Они вылетели в Загреб около полуночи. Диц не успел попрощаться с женой, которая уехала к матери в Веймар, и поэтому сидел в хвосте самолета злой, грыз ноготь на мизинце, и его постоянная улыбка казалась гримасой боли на лице смелого человека, который боится стоматологов. Зонненброк старался уснуть, чтобы не слышать нудного жужжания Веезенмайера, рассказывавшего Штирлицу историю написания оперы «Царская невеста». Зонненброку хотелось поскорее остаться одному, чтобы не видеть этого Веезенмайера, который умел так утонченно унижать и, не скрывая, радоваться, что он может унижать людей старше себя и опытней...
Когда летчик сказал, что самолет через десять минут прибывает в Загреб, Веезенмайер внимательно оглядел своих спутников и сказал:
– Итак, друзья, давайте прощаться... Со мной контакт вам поддерживать нет смысла. Я займусь своими делами, а вы своими. На аэродроме нас встретит оберштурмбанфюрер Фохт. Он будет руководить вашей работой. Только через него выходите на связь со мной, только через него. Связь с центром — также через Фохта.
Это было полной неожиданностью для всех — каждый в той или иной мере был проинструктирован своим руководством смотреть за Веезенмайером. И он понимал это. Он не хотел ни с кем делить лавры победы. У него свой замысел, и он будет работать так, как он считает нужным, не оглядываясь на самых ближних. Время — за него, а победителя не судят. Гиммлер, Риббентроп и Розенберг оценят его работу потом, а пока его помощники ничего не успеют сообщить в Берлин и никто не сможет ему помешать. А уж на самый крайний случай он знает, к кому обратиться за помощью: советник фюрера по вопросам мировой экономики Вильгельм Кеплер сможет выйти с его вопросом к фюреру — напрямую, поверх всех и всяческих ведомственных барьеров.

...Мийо и Ганна шли по мягкому полю аэродрома, и рев моторов в темноте, и перемигивание фонариков на крыльях, и запах набухающих почек, и прогорклый вкус синего дыма, доносившегося с выхлопами уставших моторов, — все это исчезло для мужчины, потому что Ганна сказала:
– Нет.
– Почему?
– Нельзя быть жестоким, Мийо.
– Но мы же любим с тобой друг друга... Когда ты позвонила мне, я бросил все и понесся к тебе...

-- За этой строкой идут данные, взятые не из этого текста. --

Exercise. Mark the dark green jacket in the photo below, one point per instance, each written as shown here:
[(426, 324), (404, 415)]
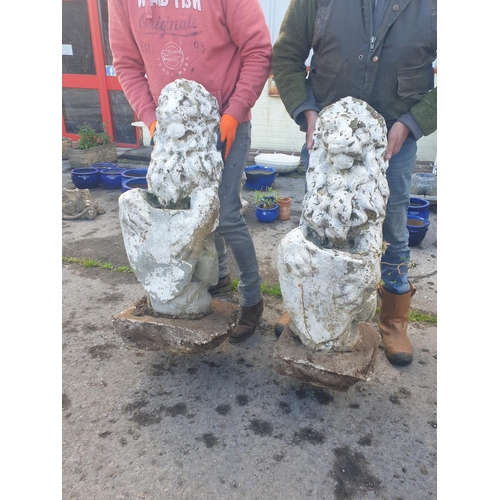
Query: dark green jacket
[(390, 69)]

– Прости меня, милый... Пожалуйста, если только можешь, прости меня... Я отправила тебе потом две телеграммы...
– Я сразу полетел к тебе... Что случилось? Почему ты говоришь «нет»?
– Потому что я прожила с ним десять лет, потому что у меня есть сын... У нас есть сын, который любит отца... Потому что у нас есть дом, потому что мальчик любит свой дом и делается будто маленький мышонок, когда видит, как мы ссоримся...

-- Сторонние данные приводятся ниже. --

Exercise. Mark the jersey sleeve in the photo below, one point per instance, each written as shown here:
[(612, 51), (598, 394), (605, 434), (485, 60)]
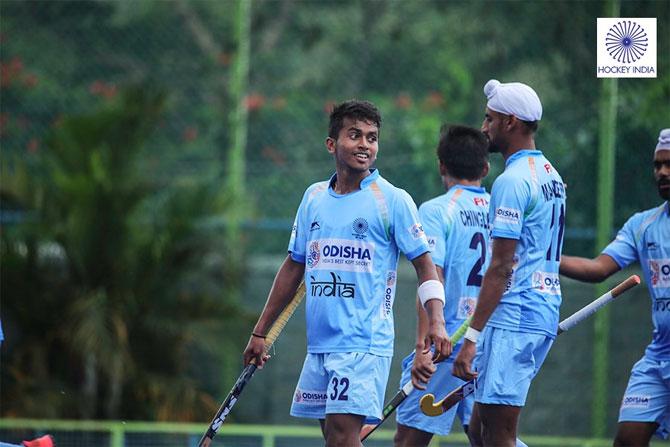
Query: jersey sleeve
[(407, 230), (623, 249), (434, 227), (510, 197), (298, 242)]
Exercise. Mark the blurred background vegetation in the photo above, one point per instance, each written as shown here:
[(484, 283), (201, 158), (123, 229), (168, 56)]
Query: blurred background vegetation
[(133, 267)]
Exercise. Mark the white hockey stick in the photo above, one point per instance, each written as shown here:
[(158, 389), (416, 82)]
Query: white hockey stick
[(432, 408)]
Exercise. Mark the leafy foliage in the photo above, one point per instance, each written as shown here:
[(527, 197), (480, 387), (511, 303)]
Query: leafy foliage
[(112, 286)]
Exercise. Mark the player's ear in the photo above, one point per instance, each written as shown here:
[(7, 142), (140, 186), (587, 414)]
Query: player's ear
[(487, 168), (442, 167), (511, 122)]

– Он же не любит тебя. Взик живет только собой и своей газетой... Ты же говорила мне, что все эти десять лет были для тебя годами унижений и мук...

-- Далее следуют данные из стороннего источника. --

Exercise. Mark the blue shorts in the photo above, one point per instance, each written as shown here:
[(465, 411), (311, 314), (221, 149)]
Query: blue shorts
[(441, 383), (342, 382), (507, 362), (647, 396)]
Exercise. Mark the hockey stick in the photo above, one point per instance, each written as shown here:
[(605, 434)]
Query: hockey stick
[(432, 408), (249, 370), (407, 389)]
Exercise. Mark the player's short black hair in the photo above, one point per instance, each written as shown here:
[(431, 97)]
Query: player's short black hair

– Я представила себе, как мы улетим, и как будем жить с тобой в Лозанне, и как мальчик будет спрашивать, где отец, и как ему называть тебя, и как я буду вспоминать наш с Звонимиром первый год, когда я была счастлива... Мийо, родной, это так трудно — отрешиться от лет, прожитых вместе с человеком, когда его привычки делаются твоими, когда ты смеешься его шуткам, когда ты ненавидишь его и вдруг чувствуешь, что ненависть эта рождена любовью...
– Зачем ты позвонила мне, чтобы я приехал?
– Прости меня...
Он остановился, поставил возле ног плоский чемоданчик, закурил.
– Что же, улетать обратно?
– Зачем ты любишь меня, Мийо?
– Мне улететь?
– Ох, да откуда я знаю, как надо поступать? Я ничего не знаю. Я привыкла идти туда, куда ведут... Понимаешь? Я думаю, готовлюсь, принимаю решение, а потом сажусь на стул и снимаю пальто...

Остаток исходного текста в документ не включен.